Ma curiosité était piquée à vif. Je pris l’enveloppe entre les mains et remerciai José avant de me diriger rapidement chez moi. J’avais hâte de l’ouvrir et de découvrir ce qui m’attendait à l’intérieur ! A peine eus-je ouvert ma porte d’entrée et lancé les clefs sur le meuble du corridor que je me précipitai dans ma cuisine pour m’asseoir et découvrir mon courrier.

Une grande partie de mon salaire passait dans la location de cet appartement. Je l’aimais et m’y sentais bien. Au sixième étage d’un vieil immeuble, j’avais le luxe d’avoir un petit balcon m’offrant une vue sur l’Arve et Carouge, petite bourgade aux accents sardes. Un long couloir desservait les différentes pièces : à gauche, la cuisine et la salle de bain, à droite un salon donnant sur le balcon et, un peu plus loin ma chambre. Dormir en entendant le bruit de l’eau me donnait un sentiment grisant de luxe ! Je savais la chance que j’avais d’avoir un tel appartement, tant à Genève obtenir le moindre studio pouvait se révéler compliqué.

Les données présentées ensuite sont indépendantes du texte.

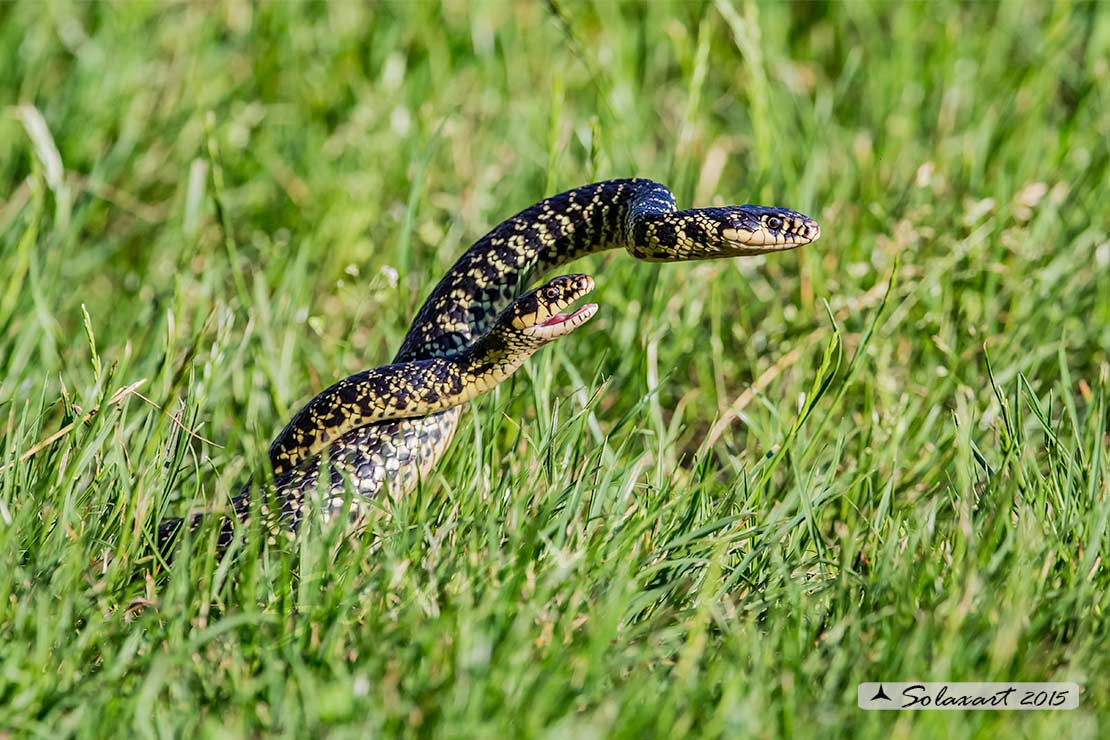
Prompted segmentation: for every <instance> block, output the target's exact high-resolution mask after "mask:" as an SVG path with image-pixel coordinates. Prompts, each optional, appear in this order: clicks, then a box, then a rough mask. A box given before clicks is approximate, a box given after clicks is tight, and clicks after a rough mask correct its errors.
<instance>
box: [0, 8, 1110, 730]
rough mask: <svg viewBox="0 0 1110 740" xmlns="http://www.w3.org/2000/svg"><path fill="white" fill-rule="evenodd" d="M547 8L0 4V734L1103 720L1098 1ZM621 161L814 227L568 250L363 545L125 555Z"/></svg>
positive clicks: (365, 533)
mask: <svg viewBox="0 0 1110 740" xmlns="http://www.w3.org/2000/svg"><path fill="white" fill-rule="evenodd" d="M556 8H557V11H553V10H552V9H549V8H548V7H546V6H545V4H543V3H519V4H498V3H490V4H486V3H478V4H475V6H474V7H467V4H465V3H447V6H446V7H445V8H443V9H438V8H436V7H435V6H433V4H431V3H427V4H417V3H412V4H395V6H391V4H386V6H382V7H377V8H372V9H366V8H363V7H362V6H360V4H356V3H345V2H334V3H329V4H322V3H321V4H300V3H262V4H260V6H259V4H253V3H246V2H228V3H213V4H206V6H199V4H194V3H180V4H175V6H164V4H161V3H150V4H133V6H123V7H109V6H107V4H104V6H101V4H79V6H67V4H63V3H52V4H49V6H40V4H38V3H19V4H17V3H11V4H0V49H2V50H3V52H4V53H3V59H4V60H6V62H4V64H0V107H2V110H3V112H4V114H3V115H2V116H0V368H2V374H0V466H2V472H0V558H2V560H0V639H2V642H3V646H4V649H3V651H2V658H0V734H2V732H3V731H4V730H7V731H9V732H11V733H13V734H19V736H22V734H49V736H50V737H58V736H59V734H68V733H71V734H82V736H84V734H98V736H118V734H119V733H121V732H125V733H132V732H134V733H140V734H144V736H151V734H159V736H169V734H186V733H194V732H205V733H213V732H216V731H218V730H219V729H220V728H226V729H228V730H229V731H230V733H232V734H258V733H262V732H272V731H276V732H282V733H287V734H292V736H305V734H313V733H316V732H320V731H322V730H323V729H324V728H326V727H331V728H334V729H336V730H339V733H340V734H344V736H346V734H350V736H364V734H367V733H372V732H379V733H388V734H394V733H405V732H407V733H413V734H415V733H427V732H435V733H437V734H457V736H485V737H501V736H506V734H508V736H543V734H552V736H565V737H586V736H602V737H608V736H625V737H644V736H653V734H658V736H668V737H682V733H684V732H696V733H699V734H705V736H725V737H736V736H743V734H756V736H760V737H774V736H778V734H786V733H789V734H797V736H810V737H811V736H828V734H829V732H835V733H837V734H845V736H850V737H859V736H862V737H888V736H891V734H894V736H895V737H906V736H910V734H929V736H934V734H940V733H948V734H951V736H953V737H971V736H977V737H980V736H981V737H991V736H1002V734H1021V736H1045V734H1050V733H1056V734H1058V736H1060V737H1077V736H1078V737H1083V736H1087V737H1096V736H1097V734H1099V729H1100V727H1101V726H1104V724H1106V722H1107V721H1108V720H1110V716H1108V701H1107V697H1108V696H1110V681H1108V678H1107V677H1108V676H1110V662H1108V658H1107V649H1106V646H1107V645H1108V642H1110V629H1108V624H1107V609H1108V606H1110V597H1108V586H1110V576H1108V570H1107V567H1106V564H1104V557H1103V556H1104V555H1106V553H1107V548H1108V545H1110V500H1108V486H1110V483H1108V480H1110V475H1108V468H1110V464H1108V436H1107V434H1108V427H1110V412H1108V408H1107V402H1108V398H1107V383H1108V375H1110V364H1108V363H1110V358H1108V351H1107V347H1110V242H1108V236H1107V224H1108V223H1110V212H1108V209H1107V205H1106V202H1104V201H1106V182H1107V181H1108V180H1110V178H1108V175H1110V172H1108V155H1110V152H1108V143H1107V142H1108V141H1110V105H1108V100H1107V90H1110V85H1108V82H1110V80H1108V75H1110V65H1108V62H1107V59H1110V53H1108V52H1110V17H1108V14H1107V13H1106V12H1104V10H1103V9H1102V7H1100V6H1098V4H1089V6H1077V7H1070V6H1066V4H1059V6H1056V7H1050V8H1049V7H1040V6H1031V4H1028V3H1018V2H1013V3H1005V4H1002V6H1000V7H995V6H970V7H956V6H951V7H947V8H944V9H941V8H938V7H936V6H931V4H908V6H898V7H887V6H867V4H864V3H858V2H852V3H847V4H845V6H834V7H821V6H813V4H796V6H761V4H755V3H747V2H739V1H737V2H730V1H727V0H725V1H723V2H718V3H713V4H675V6H666V4H663V3H654V4H646V6H616V4H609V3H598V4H597V6H589V4H579V3H563V2H561V3H557V6H556ZM556 12H557V14H555V13H556ZM633 174H635V175H643V176H650V178H655V179H657V180H659V181H662V182H665V183H667V184H668V185H669V186H670V187H672V189H673V190H674V191H675V193H676V195H677V196H678V200H679V204H680V205H682V206H686V205H712V204H716V203H734V202H763V203H777V204H781V205H788V206H790V207H796V209H798V210H800V211H803V212H806V213H808V214H810V215H813V216H815V217H816V219H817V220H818V221H819V222H820V223H821V226H823V230H824V236H823V239H821V241H820V242H818V243H817V244H815V245H813V246H811V247H807V249H805V250H801V251H798V252H794V253H789V254H783V255H775V256H771V257H766V259H754V260H747V261H727V262H714V263H693V264H673V265H652V264H644V263H637V262H636V261H634V260H632V259H630V257H628V256H627V255H624V254H616V253H614V254H606V255H598V256H594V257H591V259H587V260H585V261H583V262H582V263H579V264H578V265H576V266H575V267H574V270H575V271H581V272H588V273H591V274H593V275H594V276H595V278H596V280H597V290H596V292H595V294H594V295H595V296H596V300H597V301H598V302H599V303H601V304H602V311H601V312H599V314H598V316H597V317H596V318H595V320H593V321H592V322H591V324H589V326H588V327H586V328H584V330H582V331H579V332H576V333H575V334H574V336H573V337H571V338H568V339H565V341H562V342H558V343H555V344H554V345H552V346H551V347H548V348H545V349H544V351H543V352H542V353H539V355H537V356H536V357H535V358H533V359H532V361H529V363H528V364H527V366H526V368H525V369H524V371H522V372H521V373H519V374H517V375H516V376H515V377H514V378H512V379H511V381H509V382H507V383H506V384H504V385H503V386H501V387H499V388H497V389H496V391H495V392H494V393H492V394H491V395H488V396H487V397H485V398H483V399H481V401H480V402H477V403H475V404H473V405H472V406H471V407H470V409H468V410H467V412H466V413H465V415H464V423H463V426H462V428H461V430H460V434H458V436H457V438H456V440H455V444H454V446H453V448H452V450H451V453H450V454H448V456H447V457H446V458H445V459H444V460H443V462H442V464H441V465H440V466H438V468H437V470H436V472H435V475H434V477H433V479H432V480H430V481H427V484H426V485H425V486H424V487H422V489H421V490H418V491H415V493H414V494H412V495H410V496H407V497H405V498H403V499H401V500H397V501H388V500H382V501H380V503H381V506H380V507H379V508H377V509H375V511H374V513H373V514H372V516H371V517H370V520H369V521H367V524H366V529H365V531H364V533H362V534H361V535H360V536H357V537H354V538H347V537H344V536H343V533H341V531H339V530H336V529H334V528H329V527H327V526H326V525H322V524H320V523H310V525H309V526H307V529H306V531H305V535H306V536H304V537H302V538H300V540H297V541H296V543H293V544H289V545H281V546H274V547H261V546H260V544H259V543H260V539H261V537H260V534H259V531H258V530H256V528H253V529H252V528H249V529H248V533H246V536H245V540H244V541H243V543H241V544H239V545H236V546H235V547H234V548H233V549H232V550H231V551H230V553H228V554H226V555H224V556H222V557H221V556H218V555H216V554H215V550H214V546H213V539H212V534H213V533H211V531H209V530H203V531H201V533H200V534H199V535H198V537H196V538H195V539H194V540H193V541H192V543H191V544H190V546H189V547H188V548H186V549H184V550H183V551H182V553H181V555H180V557H179V559H178V560H176V561H175V562H174V564H173V566H172V567H171V568H169V569H165V568H163V567H161V565H159V564H157V562H154V561H153V560H152V559H151V558H150V557H149V556H147V553H148V545H149V543H150V539H151V537H152V536H153V531H154V528H155V526H157V523H158V520H159V518H160V517H161V516H163V515H165V514H180V513H183V511H185V510H188V509H190V508H192V507H196V506H208V507H214V506H219V505H221V504H222V503H223V501H225V500H226V499H228V497H229V496H230V495H233V494H234V493H236V491H238V490H239V486H240V485H241V484H242V481H243V480H245V479H246V478H248V477H249V476H250V475H252V474H254V475H256V476H263V475H264V464H265V449H266V446H268V445H269V442H270V440H271V438H272V437H273V435H274V434H275V433H276V432H278V430H279V429H280V428H281V427H282V426H283V424H284V423H285V422H286V420H287V418H289V416H290V415H291V413H292V412H294V410H295V409H296V408H297V407H299V406H300V405H301V404H302V403H303V402H304V401H306V399H307V398H309V397H311V396H312V395H313V394H314V393H316V392H319V391H320V389H322V388H323V387H325V386H326V385H327V384H330V383H331V382H332V381H333V379H335V378H337V377H340V376H343V375H345V374H349V373H352V372H356V371H359V369H363V368H365V367H369V366H374V365H379V364H382V363H384V362H387V361H388V358H390V357H391V356H392V353H393V352H394V351H395V348H396V347H397V346H398V344H400V342H401V338H402V337H403V335H404V333H405V330H406V328H407V326H408V323H410V321H411V320H412V316H413V314H414V312H415V310H416V308H417V307H418V305H420V303H421V301H422V300H423V297H424V296H425V295H426V293H427V291H428V290H430V288H431V286H432V285H433V284H434V282H435V281H436V280H438V277H440V276H441V275H442V274H443V272H444V271H445V270H446V267H447V266H448V265H450V264H451V263H452V262H453V260H454V259H455V257H456V256H457V255H458V254H460V253H461V252H462V251H463V250H464V249H465V247H466V246H467V245H470V244H471V243H472V242H473V241H474V240H475V239H477V237H478V236H480V235H481V234H482V233H484V231H485V230H486V229H488V227H490V226H491V225H493V224H494V223H496V222H498V221H501V220H502V219H504V217H507V216H508V215H511V214H512V213H514V212H515V211H516V210H518V209H521V207H524V206H526V205H528V204H531V203H533V202H535V201H536V200H538V199H541V197H543V196H544V195H546V194H549V193H551V192H553V191H556V190H562V189H565V187H571V186H574V185H578V184H582V183H585V182H588V181H592V180H596V179H604V178H610V176H626V175H633ZM877 679H886V680H904V679H905V680H909V679H920V680H965V681H973V680H1025V681H1041V680H1072V681H1077V682H1079V683H1080V685H1081V686H1083V687H1084V693H1083V697H1082V699H1081V702H1080V709H1079V710H1077V711H1073V712H1060V713H1048V712H1045V713H1028V714H1027V713H1015V712H998V713H990V712H981V713H961V712H942V713H931V712H919V713H915V714H901V716H899V714H894V713H878V712H876V713H868V712H861V711H859V710H858V709H857V708H856V685H857V682H859V681H864V680H877Z"/></svg>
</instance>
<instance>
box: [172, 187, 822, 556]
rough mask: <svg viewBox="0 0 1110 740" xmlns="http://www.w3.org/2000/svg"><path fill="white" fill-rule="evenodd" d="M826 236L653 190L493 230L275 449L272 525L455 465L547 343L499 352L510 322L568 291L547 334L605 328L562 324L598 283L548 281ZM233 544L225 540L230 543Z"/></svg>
mask: <svg viewBox="0 0 1110 740" xmlns="http://www.w3.org/2000/svg"><path fill="white" fill-rule="evenodd" d="M819 235H820V227H819V226H818V225H817V222H815V221H814V220H813V219H810V217H808V216H806V215H803V214H800V213H797V212H795V211H791V210H788V209H783V207H774V206H760V205H731V206H724V207H706V209H692V210H687V211H677V210H676V207H675V199H674V195H673V194H672V193H670V191H669V190H667V189H666V187H665V186H664V185H662V184H659V183H657V182H654V181H652V180H646V179H627V180H607V181H604V182H598V183H594V184H589V185H583V186H581V187H575V189H574V190H568V191H566V192H564V193H559V194H558V195H553V196H551V197H547V199H545V200H543V201H541V202H538V203H536V204H534V205H532V206H529V207H527V209H525V210H523V211H521V212H519V213H517V214H516V215H514V216H512V217H509V219H507V220H506V221H504V222H502V223H501V224H498V225H496V226H494V229H493V230H492V231H490V233H487V234H486V235H485V236H483V237H482V239H480V240H478V241H477V242H475V244H474V245H473V246H471V247H470V249H468V250H467V251H466V252H465V253H464V254H463V255H462V256H461V257H460V259H458V260H457V261H456V262H455V264H454V265H453V266H452V267H451V268H450V270H448V271H447V273H446V275H444V277H443V278H442V280H441V281H440V283H438V284H437V285H436V286H435V287H434V288H433V290H432V293H431V294H430V295H428V297H427V298H426V300H425V302H424V304H423V306H422V307H421V310H420V312H418V313H417V314H416V318H415V320H414V321H413V324H412V326H411V327H410V330H408V333H407V335H406V336H405V339H404V343H403V344H402V346H401V349H400V351H398V352H397V354H396V356H395V357H394V359H393V364H391V365H388V366H385V367H383V368H375V369H373V371H366V372H364V373H360V374H357V375H353V376H351V377H349V378H345V379H344V381H341V382H340V383H337V384H335V385H333V386H331V387H330V388H327V389H326V391H324V392H323V393H322V394H320V395H319V396H316V397H315V398H313V399H312V401H310V402H309V404H307V405H306V406H305V407H304V408H302V409H301V412H299V413H297V415H296V416H295V417H294V418H293V419H292V420H291V422H290V424H289V425H286V427H285V428H284V429H283V430H282V432H281V434H280V435H279V436H278V437H276V438H275V439H274V442H273V444H272V445H271V447H270V460H271V464H272V466H273V472H274V480H273V483H274V488H273V494H274V495H273V496H271V497H270V499H271V501H270V503H268V501H262V514H263V518H264V519H266V520H274V519H280V520H281V523H282V525H281V528H282V529H283V530H285V531H290V533H292V531H295V530H296V527H297V525H299V523H300V520H301V518H302V516H303V508H304V505H305V503H306V501H307V500H309V499H310V498H311V497H310V496H309V495H307V494H310V493H311V491H315V490H324V491H330V498H329V501H327V504H326V508H327V509H330V510H336V509H337V508H339V507H340V506H342V504H343V501H344V500H345V496H344V494H345V491H346V489H347V486H349V485H350V486H351V488H352V489H353V490H354V491H355V493H357V494H359V495H360V496H362V497H367V498H369V497H373V496H374V495H376V494H377V493H380V491H381V490H382V489H383V487H387V488H388V489H390V491H391V494H393V495H400V494H403V493H405V491H407V490H410V489H412V488H413V487H415V486H416V485H417V483H418V481H420V480H421V479H422V478H424V477H426V476H427V475H428V473H430V472H431V469H432V467H433V466H434V465H435V463H436V462H437V460H438V459H440V458H441V457H442V456H443V454H444V453H445V452H446V449H447V446H448V445H450V444H451V440H452V438H453V437H454V434H455V430H456V428H457V425H458V419H460V416H461V414H462V408H463V404H465V402H467V401H470V399H471V398H473V397H475V396H476V395H478V394H480V393H482V392H484V391H486V389H488V388H490V387H492V386H493V385H495V384H496V383H498V382H501V381H502V379H504V377H507V374H509V373H512V371H513V369H515V368H516V367H518V366H519V364H521V363H522V362H523V361H524V358H525V357H527V356H528V355H531V354H532V353H533V352H535V351H536V349H537V348H538V346H539V345H542V344H544V343H545V342H539V343H538V344H535V346H532V345H529V347H531V349H527V348H524V347H523V346H522V347H517V348H513V347H506V345H505V343H504V342H499V341H497V336H498V331H499V330H502V328H506V327H507V328H506V331H507V333H508V334H513V333H514V332H516V333H518V332H519V327H513V326H511V324H512V317H511V316H509V315H508V314H511V313H512V312H513V311H514V310H519V311H521V312H522V313H524V314H526V313H527V310H528V307H529V306H532V304H528V305H518V304H517V303H516V302H518V301H522V300H524V301H528V300H533V298H536V300H539V301H543V300H544V292H545V291H547V288H548V287H552V286H557V285H556V283H557V281H559V280H569V281H571V283H572V284H573V285H572V286H571V287H567V286H565V285H563V286H562V287H563V288H564V290H565V291H566V296H562V295H561V296H555V295H554V294H553V295H552V296H551V297H552V301H551V304H552V305H551V306H545V307H544V308H543V310H542V313H545V314H548V316H547V318H546V320H542V321H539V324H542V323H543V321H547V320H552V321H553V322H554V324H556V325H559V326H562V325H563V324H564V323H566V322H568V321H569V323H573V324H574V325H573V326H564V327H563V328H565V331H563V332H562V333H561V334H559V336H562V335H564V334H566V333H569V331H573V330H574V328H575V327H577V326H578V325H581V324H582V323H584V322H585V320H587V318H588V317H589V316H588V315H586V314H584V313H583V312H587V313H588V314H589V315H592V314H593V308H595V306H587V307H586V308H583V310H579V311H578V312H575V314H572V315H571V316H565V315H563V314H556V313H553V312H554V311H559V310H562V307H565V305H567V304H568V303H569V302H572V301H574V300H577V297H581V295H583V294H584V293H586V292H588V290H591V288H592V287H593V282H592V281H589V278H588V277H587V276H585V275H573V276H565V277H564V278H556V280H555V281H552V282H551V283H548V284H547V285H545V286H543V287H541V288H537V291H533V292H531V293H524V291H525V288H526V287H527V286H528V285H529V284H531V283H533V282H534V281H535V280H536V278H537V277H538V276H539V275H541V274H543V273H544V272H547V271H549V270H553V268H555V267H558V266H561V265H563V264H566V263H568V262H572V261H574V260H576V259H578V257H582V256H584V255H587V254H593V253H596V252H602V251H606V250H613V249H622V247H623V249H625V250H626V251H627V252H628V253H629V254H632V255H633V256H634V257H636V259H638V260H644V261H648V262H682V261H689V260H710V259H720V257H731V256H741V255H755V254H766V253H771V252H781V251H786V250H791V249H795V247H798V246H801V245H804V244H808V243H810V242H813V241H815V240H816V239H817V237H818V236H819ZM584 281H589V282H588V285H586V284H584ZM564 297H566V298H569V300H567V301H565V302H564ZM533 303H534V302H533ZM574 322H576V323H574ZM561 331H562V330H561ZM552 338H555V337H552ZM547 341H551V339H547ZM448 365H451V369H448ZM497 367H499V368H501V369H499V371H498V369H497ZM506 371H507V372H506ZM322 475H325V476H326V478H324V479H323V480H322V479H321V477H322ZM356 498H357V497H356ZM271 504H273V506H271ZM232 505H233V510H234V511H235V514H236V515H238V516H240V518H244V517H245V516H246V514H248V513H249V510H250V507H251V491H250V484H248V487H244V490H243V493H242V494H241V495H240V496H238V497H235V498H234V499H233V500H232ZM353 505H354V506H355V507H356V506H357V501H353ZM196 520H198V519H195V518H194V519H192V521H193V523H195V521H196ZM181 524H182V520H181V519H172V520H166V521H164V523H163V524H162V525H161V527H160V530H159V540H160V541H161V543H164V541H166V540H168V539H169V538H171V537H172V536H173V535H175V534H176V531H178V530H179V529H180V528H181ZM230 536H231V528H230V526H225V527H224V529H223V531H222V533H221V541H223V540H226V539H229V538H230Z"/></svg>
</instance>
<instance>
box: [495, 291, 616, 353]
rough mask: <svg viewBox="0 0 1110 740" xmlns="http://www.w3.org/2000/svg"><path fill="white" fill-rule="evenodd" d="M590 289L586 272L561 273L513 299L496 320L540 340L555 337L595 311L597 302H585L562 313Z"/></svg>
mask: <svg viewBox="0 0 1110 740" xmlns="http://www.w3.org/2000/svg"><path fill="white" fill-rule="evenodd" d="M593 290H594V278H593V277H591V276H589V275H561V276H558V277H555V278H554V280H551V281H548V282H546V283H544V284H543V285H541V286H539V287H537V288H535V290H534V291H528V292H527V293H525V294H524V295H522V296H521V297H518V298H517V300H516V301H514V302H513V303H512V305H509V306H508V307H507V308H505V311H504V312H503V313H502V315H501V317H499V318H498V321H497V323H498V324H504V323H506V322H507V323H508V324H509V325H511V326H512V327H513V328H514V330H516V331H518V332H521V333H522V334H525V335H527V336H528V337H532V338H535V339H539V341H542V342H551V341H552V339H557V338H558V337H561V336H566V335H567V334H569V333H571V332H573V331H574V330H576V328H578V327H579V326H582V325H583V324H585V323H586V322H587V321H589V318H591V317H592V316H593V315H594V314H595V313H596V312H597V304H595V303H587V304H586V305H584V306H582V307H581V308H578V310H577V311H574V312H572V313H568V314H566V313H562V312H563V310H564V308H566V307H567V306H569V305H571V304H572V303H574V302H575V301H577V300H578V298H581V297H582V296H584V295H586V294H587V293H589V292H591V291H593Z"/></svg>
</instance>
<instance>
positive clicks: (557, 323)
mask: <svg viewBox="0 0 1110 740" xmlns="http://www.w3.org/2000/svg"><path fill="white" fill-rule="evenodd" d="M596 312H597V304H596V303H587V304H586V305H584V306H583V307H581V308H578V310H577V311H574V312H571V313H568V314H555V315H554V316H552V317H551V318H548V320H547V321H545V322H543V323H542V324H538V326H543V327H545V328H546V327H554V326H566V325H568V324H569V325H571V327H572V328H574V327H577V326H582V325H583V324H584V323H586V322H587V321H589V317H591V316H593V315H594V314H595V313H596Z"/></svg>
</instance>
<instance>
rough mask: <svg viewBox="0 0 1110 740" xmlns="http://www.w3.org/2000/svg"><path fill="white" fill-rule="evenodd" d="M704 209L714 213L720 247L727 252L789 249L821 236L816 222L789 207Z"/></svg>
mask: <svg viewBox="0 0 1110 740" xmlns="http://www.w3.org/2000/svg"><path fill="white" fill-rule="evenodd" d="M705 210H706V211H712V212H714V216H715V221H716V222H717V235H718V237H719V239H720V241H722V242H723V243H722V244H720V249H722V250H724V251H725V252H727V253H728V254H729V255H744V254H764V253H766V252H781V251H785V250H793V249H795V247H798V246H803V245H805V244H809V243H810V242H816V241H817V239H818V237H819V236H820V235H821V227H820V226H819V225H817V222H816V221H814V220H813V219H810V217H809V216H807V215H803V214H801V213H798V212H797V211H790V210H789V209H780V207H777V206H767V205H730V206H727V207H723V209H705Z"/></svg>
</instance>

Une fois dans ma cuisine donc, je décachetai précipitamment l’enveloppe et sortis une lettre pliée en deux. La calligraphie semblait être celle d’un homme peu coutumier de l’écriture manuscrite… et peu regardant de l’orthographe ! Un petit sourire naquit sur mon visage lorsque je lus la première ligne :

Chèr Lila,

Il s’agissait donc d’une lettre de Véro !

Chèr Lila,

Si je ne voit pas avec mes yeux, je voit avec mes oreiles. J’ai bien entendu votre decepcion l’autre jour. J’esper avoir le plaisir de vous recroisez prochènement. Il semblerai que nous abitions le meme quartier, je suis donc sur que nous nous reverons. Sachez cependan que je vais visiter le musée d’art et d’histoire ce week-end, samedi, à 14h. Si vous voulé vous joindre a moi, se serai avec plaisire.

Véro

Je restai un instant à regarder la lettre, dictée par Véro mais écrite par José, puis la relus une seconde fois. Je ne savais qu’en penser. J’étais ravie de ce courrier, étonnée de la démarche, gênée par une spontanéité qui ne m’était pas familière, mais pourtant emplie d’allégresse.

Samedi, c’était demain… Je n’avais donc que peu de temps devant moi pour me décider, ce qui était un moindre mal. Je savais que j’allais hésiter à y aller, changer d’avis toutes les minutes, jusqu’à la dernière. Mais je ne pouvais décemment pas laisser passer cette nouvelle occasion offerte par un destin bien magnanime.